# Busco Firmware para chips de auto



## Leon Elec (Ago 19, 2008)

Hola a toda la comunidad.

Estoy buscando algún firmware para un auto, precisamente del golf 1.6, pero en realidad, por ahora cualquiera me puede servir.

He estado buscando por toda la internet, y no he encontrado nada.

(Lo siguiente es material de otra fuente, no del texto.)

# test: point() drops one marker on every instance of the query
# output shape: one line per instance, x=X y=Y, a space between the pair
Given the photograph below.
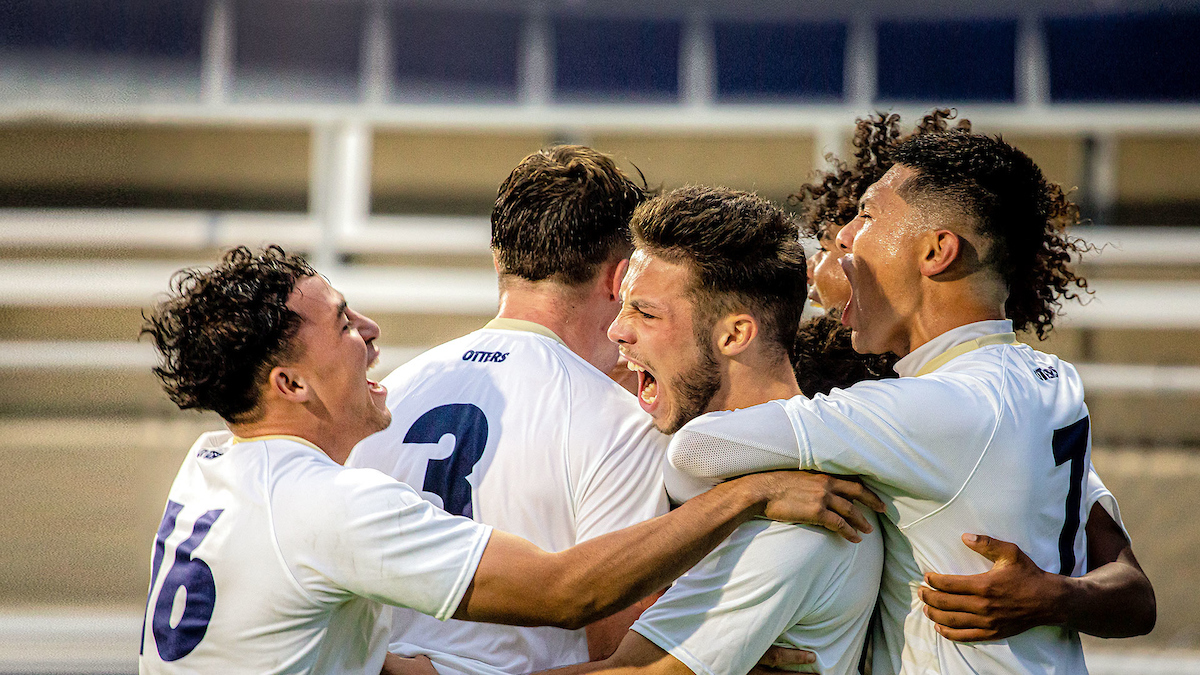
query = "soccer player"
x=712 y=303
x=546 y=446
x=979 y=434
x=1011 y=597
x=274 y=557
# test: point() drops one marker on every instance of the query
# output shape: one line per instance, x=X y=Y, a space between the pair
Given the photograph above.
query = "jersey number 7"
x=1069 y=443
x=189 y=573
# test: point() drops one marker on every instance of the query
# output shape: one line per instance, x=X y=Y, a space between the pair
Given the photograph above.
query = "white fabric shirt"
x=769 y=583
x=540 y=443
x=274 y=559
x=984 y=435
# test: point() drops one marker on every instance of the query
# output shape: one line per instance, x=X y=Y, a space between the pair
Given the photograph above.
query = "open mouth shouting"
x=647 y=386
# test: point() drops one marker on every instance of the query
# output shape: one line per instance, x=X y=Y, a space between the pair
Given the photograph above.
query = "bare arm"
x=605 y=635
x=519 y=584
x=1114 y=599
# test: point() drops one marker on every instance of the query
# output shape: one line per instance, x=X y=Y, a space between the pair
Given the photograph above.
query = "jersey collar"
x=277 y=437
x=953 y=344
x=526 y=326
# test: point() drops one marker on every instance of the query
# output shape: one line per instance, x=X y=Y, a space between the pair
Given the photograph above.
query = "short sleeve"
x=377 y=538
x=1097 y=493
x=765 y=579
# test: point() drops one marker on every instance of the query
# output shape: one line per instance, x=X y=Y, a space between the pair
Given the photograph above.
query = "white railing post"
x=535 y=73
x=377 y=55
x=697 y=63
x=861 y=58
x=340 y=186
x=217 y=53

Se que hay varios modelos, por ejemplo si funciona con GAS, sin funciona con leva, etc.El chip que utiliza es un M27C512, es un chip EPROM (y vino sin ventanita), no lo quiero toquetear por las dudas.

Ahora estoy buscando el hardware necesario para programar un chip de estos y veo si lo puedo llegar a leer.

Bueno, cualquier información será de mucha ayuda.

EDITO: la frase que está entre paréntesis, es porque no me dejaba crear el tema)


----------



## kusanagy100 (Ago 19, 2008)

hola Leon Elec el tema de la reprogramacion de ecus es algo e lo q hay muy poca información, yo en un momento estaba en eso, te puedo dar un par de pautas,

el porgrama q utilizan para leer los archivos binarios de las ecus es uno q se llama MASTERCHIP y otro es el WINOLS

despues havia en emule un archivo de un usuario llamado megane8v q hizo una recopilacion de 600mb donde tenia archivo originales y para gas de miles de ecus de miles de marcas

ese usuario pertenecia al foro de gnsusers q ahora se paso al foro gnceros, la cuestion seria tomar el archivo original y el modificado y buscar la diferencia en las curvas de los mapas de avance y de nafta / gasoil, y tambien hay algunas ecus q disponen un cheksum para poder arancar una ves grabadas asiqeu tambien necesitaras un programa de checksums.

lastimosamente por erros perdi la mitad de al información q tenia sobre eso en mi pc, cualkier cosita segui preguntando

mira justo aca encontre el enlace del emule con el paquete con los firmwares y los manuales

ed2k://|file|COMPILADO.CHIPS.ECU.-.Megane8v.rar|170079424|28CFEBD103E7086D60826DF8616C3475|/

(tenes q copiarlo y pegarlo donde dice enlaces ed2k)
un saludo stuart


----------



## Leon Elec (Ago 20, 2008)

Muchas gracias. Con esto tengo para continuar. Ya lo estoy descargando.

Si hay más aporte, será bienvenido también.


----------